Nope. The end-game effect of a timebase error is in minute distortions to the final analog signal. Timebase error of this nature is not severe enough to modify the *digital value *(bit errors) of the signal. Jitter is only a concern when listening to music - not explosions. 

brucek


----------



## Pupton (Jul 15, 2006)

Cool. Thanks for the feedback.


----------



## Guest (Sep 8, 2006)

I'm still on the fence on the DAC issue. I am using a Musical Fidelity A3.5 Int Amp and was using a Marantz DV9500 DVD/CD/SACD player double bi-wired AQ CV-4 DBS into a pair of Tannoy Saturn S10 towers. I was really happy with the sound. I came across a deal I couldn't pass up....Musical Fidelity X-DAC V.3, X-PSU V.3 power supply, X-10 V.3 tube buffer, AudioQuest Coral interconnects, AudioQuest Optilink 3, and AudioQuest power cord in brand new condition for $800....about a $2200 value.

I noticed a little difference, but not the "Ahh" difference I was hoping for. I bought a Sony DVD player as a transport and did a A/B comparison between the Marantz and the Sony and could tell no difference, so I sold the Marantz. 

I think (just my opinion) that the results from a DAC had to be kept in proportion to what kind of deck you were originally using, i.e coming from a nice transport deck like the Marantz 24/192 to a 3-pack Dac like I bought is not as noticable as if you started with a ****** cd player.
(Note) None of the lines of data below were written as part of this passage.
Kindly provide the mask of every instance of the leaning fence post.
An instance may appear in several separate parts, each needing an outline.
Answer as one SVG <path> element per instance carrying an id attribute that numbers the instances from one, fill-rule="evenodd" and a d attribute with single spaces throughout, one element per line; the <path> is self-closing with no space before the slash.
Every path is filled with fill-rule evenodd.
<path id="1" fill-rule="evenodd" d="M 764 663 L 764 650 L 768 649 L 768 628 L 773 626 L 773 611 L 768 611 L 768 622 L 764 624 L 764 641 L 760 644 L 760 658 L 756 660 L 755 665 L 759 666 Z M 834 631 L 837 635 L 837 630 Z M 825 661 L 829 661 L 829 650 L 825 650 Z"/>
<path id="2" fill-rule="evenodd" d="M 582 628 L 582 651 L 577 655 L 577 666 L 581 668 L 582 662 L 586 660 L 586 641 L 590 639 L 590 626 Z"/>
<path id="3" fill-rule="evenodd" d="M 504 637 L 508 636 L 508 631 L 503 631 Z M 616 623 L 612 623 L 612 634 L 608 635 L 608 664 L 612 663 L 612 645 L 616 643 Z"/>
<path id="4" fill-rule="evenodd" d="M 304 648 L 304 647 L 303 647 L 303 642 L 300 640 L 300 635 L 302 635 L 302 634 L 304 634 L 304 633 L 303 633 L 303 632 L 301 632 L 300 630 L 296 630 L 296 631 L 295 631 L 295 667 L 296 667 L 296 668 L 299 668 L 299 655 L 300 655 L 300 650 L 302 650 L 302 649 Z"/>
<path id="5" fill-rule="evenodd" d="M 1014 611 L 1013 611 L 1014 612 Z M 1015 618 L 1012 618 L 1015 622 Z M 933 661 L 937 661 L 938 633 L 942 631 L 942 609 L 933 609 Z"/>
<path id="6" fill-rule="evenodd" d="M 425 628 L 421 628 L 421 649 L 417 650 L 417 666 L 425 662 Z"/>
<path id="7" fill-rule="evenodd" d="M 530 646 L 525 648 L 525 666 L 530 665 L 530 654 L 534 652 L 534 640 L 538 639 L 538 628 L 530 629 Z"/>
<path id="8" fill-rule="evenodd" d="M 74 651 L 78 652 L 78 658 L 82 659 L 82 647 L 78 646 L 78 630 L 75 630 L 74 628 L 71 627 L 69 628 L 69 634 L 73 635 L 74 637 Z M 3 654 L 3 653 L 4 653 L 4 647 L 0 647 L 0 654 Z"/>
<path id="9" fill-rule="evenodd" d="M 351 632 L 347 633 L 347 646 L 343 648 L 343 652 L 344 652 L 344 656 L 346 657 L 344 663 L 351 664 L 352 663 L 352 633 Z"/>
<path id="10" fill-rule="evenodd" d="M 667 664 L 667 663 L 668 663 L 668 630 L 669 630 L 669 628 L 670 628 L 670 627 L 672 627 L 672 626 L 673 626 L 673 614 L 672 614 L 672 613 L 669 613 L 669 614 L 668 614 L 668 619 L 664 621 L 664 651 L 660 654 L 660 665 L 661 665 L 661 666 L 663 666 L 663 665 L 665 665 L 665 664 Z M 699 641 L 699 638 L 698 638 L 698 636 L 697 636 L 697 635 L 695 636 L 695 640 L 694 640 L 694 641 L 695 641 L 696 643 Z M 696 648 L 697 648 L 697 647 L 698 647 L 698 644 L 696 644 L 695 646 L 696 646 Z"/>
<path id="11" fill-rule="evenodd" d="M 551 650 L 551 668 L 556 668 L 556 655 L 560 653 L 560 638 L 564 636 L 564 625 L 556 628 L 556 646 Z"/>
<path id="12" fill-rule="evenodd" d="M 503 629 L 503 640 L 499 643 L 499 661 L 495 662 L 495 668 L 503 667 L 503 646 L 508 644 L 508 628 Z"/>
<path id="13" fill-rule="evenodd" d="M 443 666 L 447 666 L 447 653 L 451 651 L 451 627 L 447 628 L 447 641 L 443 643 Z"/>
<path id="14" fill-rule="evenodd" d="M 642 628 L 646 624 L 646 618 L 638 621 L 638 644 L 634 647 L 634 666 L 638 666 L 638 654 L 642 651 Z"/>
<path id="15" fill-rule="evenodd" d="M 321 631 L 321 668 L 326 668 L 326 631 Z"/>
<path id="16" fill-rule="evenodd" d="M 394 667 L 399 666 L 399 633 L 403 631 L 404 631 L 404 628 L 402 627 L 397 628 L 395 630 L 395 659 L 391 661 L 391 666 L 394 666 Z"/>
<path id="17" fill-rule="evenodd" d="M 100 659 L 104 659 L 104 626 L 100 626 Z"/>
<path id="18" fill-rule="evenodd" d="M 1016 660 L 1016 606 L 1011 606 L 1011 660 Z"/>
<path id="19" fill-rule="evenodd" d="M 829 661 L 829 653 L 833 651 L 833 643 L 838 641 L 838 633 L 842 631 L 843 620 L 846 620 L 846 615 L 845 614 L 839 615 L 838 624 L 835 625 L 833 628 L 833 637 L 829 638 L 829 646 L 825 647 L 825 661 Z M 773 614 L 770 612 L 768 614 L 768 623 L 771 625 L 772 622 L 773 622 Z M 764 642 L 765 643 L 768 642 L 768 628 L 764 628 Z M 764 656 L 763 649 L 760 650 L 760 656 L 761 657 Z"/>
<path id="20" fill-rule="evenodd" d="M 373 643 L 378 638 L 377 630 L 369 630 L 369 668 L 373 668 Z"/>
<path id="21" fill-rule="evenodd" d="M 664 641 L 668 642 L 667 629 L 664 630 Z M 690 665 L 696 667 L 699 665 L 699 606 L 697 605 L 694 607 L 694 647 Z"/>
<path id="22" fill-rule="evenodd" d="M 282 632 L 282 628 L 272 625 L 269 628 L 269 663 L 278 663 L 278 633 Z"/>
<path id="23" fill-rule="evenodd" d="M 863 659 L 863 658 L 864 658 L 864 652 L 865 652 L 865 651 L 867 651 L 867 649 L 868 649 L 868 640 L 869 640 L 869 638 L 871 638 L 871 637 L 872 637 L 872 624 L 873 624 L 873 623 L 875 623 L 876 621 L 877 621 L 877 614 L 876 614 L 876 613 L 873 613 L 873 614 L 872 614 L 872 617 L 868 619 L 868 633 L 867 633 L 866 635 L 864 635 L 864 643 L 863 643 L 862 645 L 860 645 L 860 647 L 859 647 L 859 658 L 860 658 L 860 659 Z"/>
I'm still glad I bought the DAC 3-pack because I plan to build a music server out of a spare computer and using an external sound card into the DAC "should" make a big difference.

Anybody with experience building a music server......I could use some advise.

Mark


----------



## Otto (May 18, 2006)

Marks57 said:


> Anybody with experience building a music server......I could use some advise.
> Mark



Hi Mark,

I posted some info about my music server on the PC forum. You can check it out here.

Lemme know what you think.


----------



## dknightd (Sep 17, 2006)

My experience has been that an external DAC can make a difference. Sometimes good, sometimes bad. Usually small. You can try a benchmark dac1 for 30 days. For me it was worth buying (but I use a computer - mac g5 - as a transport, so YMMV). From what I've heard you have to go lots up in dollars spent to get a better source. Could be your CD player is better. Only one way to find out, that is try it for yourself.


----------